Eriksson Irene, Komen Joris, Piehl Fredrik, Malmström Rickard E, Wettermark Björn, von Euler Mia
Department of Medicine Solna, Karolinska Institutet, Stockholm, Sweden.
Department of Healthcare Development, Stockholm County Council, Stockholm, Sweden.

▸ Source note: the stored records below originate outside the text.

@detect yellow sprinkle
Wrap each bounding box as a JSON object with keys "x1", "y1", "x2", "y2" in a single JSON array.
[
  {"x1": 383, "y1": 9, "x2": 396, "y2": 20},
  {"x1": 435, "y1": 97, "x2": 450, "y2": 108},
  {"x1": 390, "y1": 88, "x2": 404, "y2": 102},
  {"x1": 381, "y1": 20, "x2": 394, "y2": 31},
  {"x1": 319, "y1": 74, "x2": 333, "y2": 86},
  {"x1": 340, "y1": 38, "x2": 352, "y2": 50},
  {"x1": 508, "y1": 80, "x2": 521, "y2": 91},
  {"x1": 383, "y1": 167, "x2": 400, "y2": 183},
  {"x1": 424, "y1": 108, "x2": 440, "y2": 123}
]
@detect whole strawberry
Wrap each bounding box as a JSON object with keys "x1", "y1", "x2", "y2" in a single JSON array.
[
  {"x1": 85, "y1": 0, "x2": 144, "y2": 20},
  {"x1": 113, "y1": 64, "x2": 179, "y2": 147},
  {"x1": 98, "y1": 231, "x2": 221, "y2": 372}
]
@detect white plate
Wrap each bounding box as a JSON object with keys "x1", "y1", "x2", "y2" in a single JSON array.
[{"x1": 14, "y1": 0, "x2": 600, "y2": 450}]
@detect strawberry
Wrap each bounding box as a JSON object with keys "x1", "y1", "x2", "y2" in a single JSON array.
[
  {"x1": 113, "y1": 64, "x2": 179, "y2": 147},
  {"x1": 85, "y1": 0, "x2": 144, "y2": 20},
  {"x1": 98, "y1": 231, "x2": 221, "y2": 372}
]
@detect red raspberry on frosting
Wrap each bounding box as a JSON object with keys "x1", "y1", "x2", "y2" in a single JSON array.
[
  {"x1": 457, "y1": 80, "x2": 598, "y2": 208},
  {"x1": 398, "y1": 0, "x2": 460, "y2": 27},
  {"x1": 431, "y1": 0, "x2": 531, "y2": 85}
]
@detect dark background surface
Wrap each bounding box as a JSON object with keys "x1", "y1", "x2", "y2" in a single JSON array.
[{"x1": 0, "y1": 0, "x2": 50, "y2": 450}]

Eur J Clin Pharmacol. 2018 May;74(5):663-670. doi: 10.1007/s00228-018-2429-1. Epub 2018 Feb 10.
The purpose of this study is to describe the utilization of disease-modifying treatments (DMTs) in relapsing-remitting multiple sclerosis (MS) and assess the impact of both the introduction of new drugs and treatment recommendations (local recommendation on rituximab use issued at the largest MS clinic in Stockholm and regional Drug and Therapeutics Committee (DTC) recommendation on how dimethyl fumarate should be used).
Interrupted time series analyses using monthly data on all MS patients treated with DMTs in the Stockholm County, Sweden, from January 2011 to December 2017.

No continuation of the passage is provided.